Jogos Vorazes: A Esperança - Parte 1 foi apenas a ponta do iceberg que surgiu para alertar o mercado. O Hobbit: A Batalha dos Cinco Exércitos, desde a semana passada em cartaz, também atingiu 1.073 salas ao redor do País. "Nós constatamos que, no decorrer do ano, o maior dos lançamentos ocupou 500 complexos. O Brasil tem 750", continua Rangel. "Para nós, a questão é a quantidade de salas que podem ser ocupadas por título dentro de um mesmo complexo."

A medida foi assinada pela câmera técnica instituída pela Ancine com o intuito de criar a discussão do tema entre todas as partes. A medida tomada, com o estabelecimento de um limite no número de telas em cada complexo, caminha para seguir um modelo adotado na França, no qual as produções não podem ultrapassar um teto de 30% das salas de determinado estabelecimento. No Brasil, o número máximo ainda está em discussão e será anunciado "em breve", segundo Rangel.

O embate entre cinema nacional e os blockbuster, nesta história, se torna uma Guerra Fria sem ataques diretos. Porém, o lado nacional não tem condições de lutar em pé de igualdade pela questão mais básica, a financeira. "Fica difícil (a competição) com a quantidade de dinheiro que os filmes gringos investem em marketing", avalia Rodrigo Teixeira, da RT Features, produtor de filmes como Heleno, Tim Maia e Alemão. "Se não for criada uma instrução normativa, algo que ajude, o mercado cinematográfico brasileiro vai sofrer muito as consequências", completou.

O produtor aponta o ano de 2014 como atípico, já que a Copa do Mundo de Futebol, realizada no País, e as eleições presidenciais, ocuparam parte do interesse do público. "A Copa do Mundo matou o interesse por cinema durante 60 dias. As eleições polarizaram o Brasil. Não tinha como competir."
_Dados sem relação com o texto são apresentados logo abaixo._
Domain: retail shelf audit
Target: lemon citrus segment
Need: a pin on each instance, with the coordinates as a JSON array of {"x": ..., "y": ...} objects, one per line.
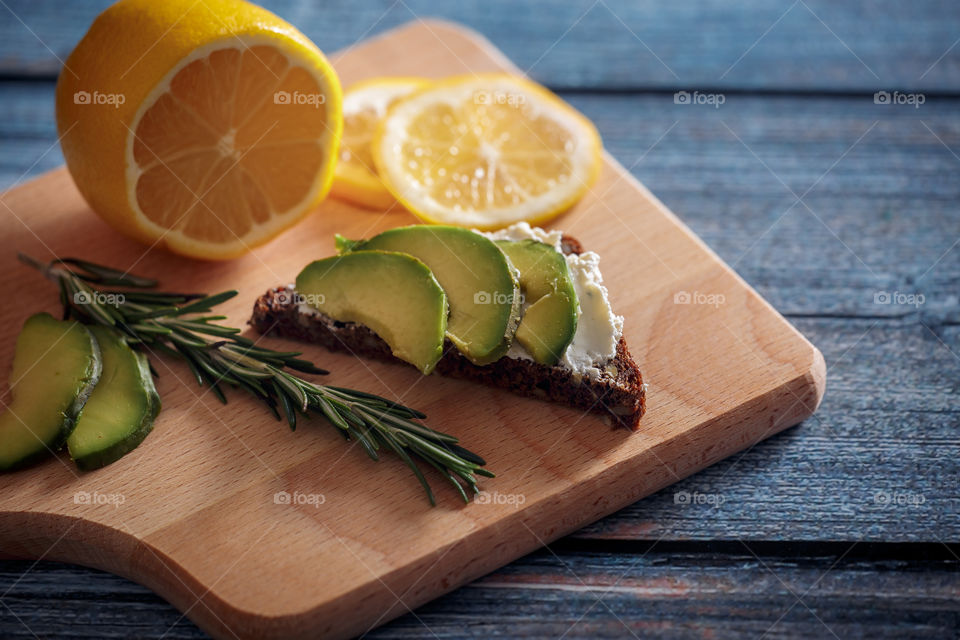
[
  {"x": 224, "y": 133},
  {"x": 486, "y": 151},
  {"x": 364, "y": 105}
]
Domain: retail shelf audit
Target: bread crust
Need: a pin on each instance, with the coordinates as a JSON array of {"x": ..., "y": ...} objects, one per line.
[{"x": 618, "y": 392}]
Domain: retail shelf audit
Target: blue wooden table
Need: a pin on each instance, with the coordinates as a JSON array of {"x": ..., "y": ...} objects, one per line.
[{"x": 826, "y": 170}]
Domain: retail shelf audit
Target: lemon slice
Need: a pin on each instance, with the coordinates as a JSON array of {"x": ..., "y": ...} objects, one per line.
[
  {"x": 486, "y": 151},
  {"x": 207, "y": 127},
  {"x": 364, "y": 105}
]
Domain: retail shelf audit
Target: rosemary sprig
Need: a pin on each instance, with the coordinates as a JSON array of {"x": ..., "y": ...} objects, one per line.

A questão já existente há tempos foi acentuada pelo ano difícil para o cinema no Brasil. "Há dois anos eu falo da gravidade deste problema", garante André Sturm, diretor e proprietário do Caixa Belas Artes, tradicional complexo de cinema dedicado à arte, reaberto em julho, após três anos. Ele defende, veementemente, o limite de 30% das telas destinadas a cada filme nos complexos - o principal ponto de desacordo ainda entre distribuidores, exibidores e produtores. "O que o capitalismo propõe é a liberdade de mercado. E não significa poder fazer qualquer coisa, mas, sim, a liberdade para que todos possam fazer", completa.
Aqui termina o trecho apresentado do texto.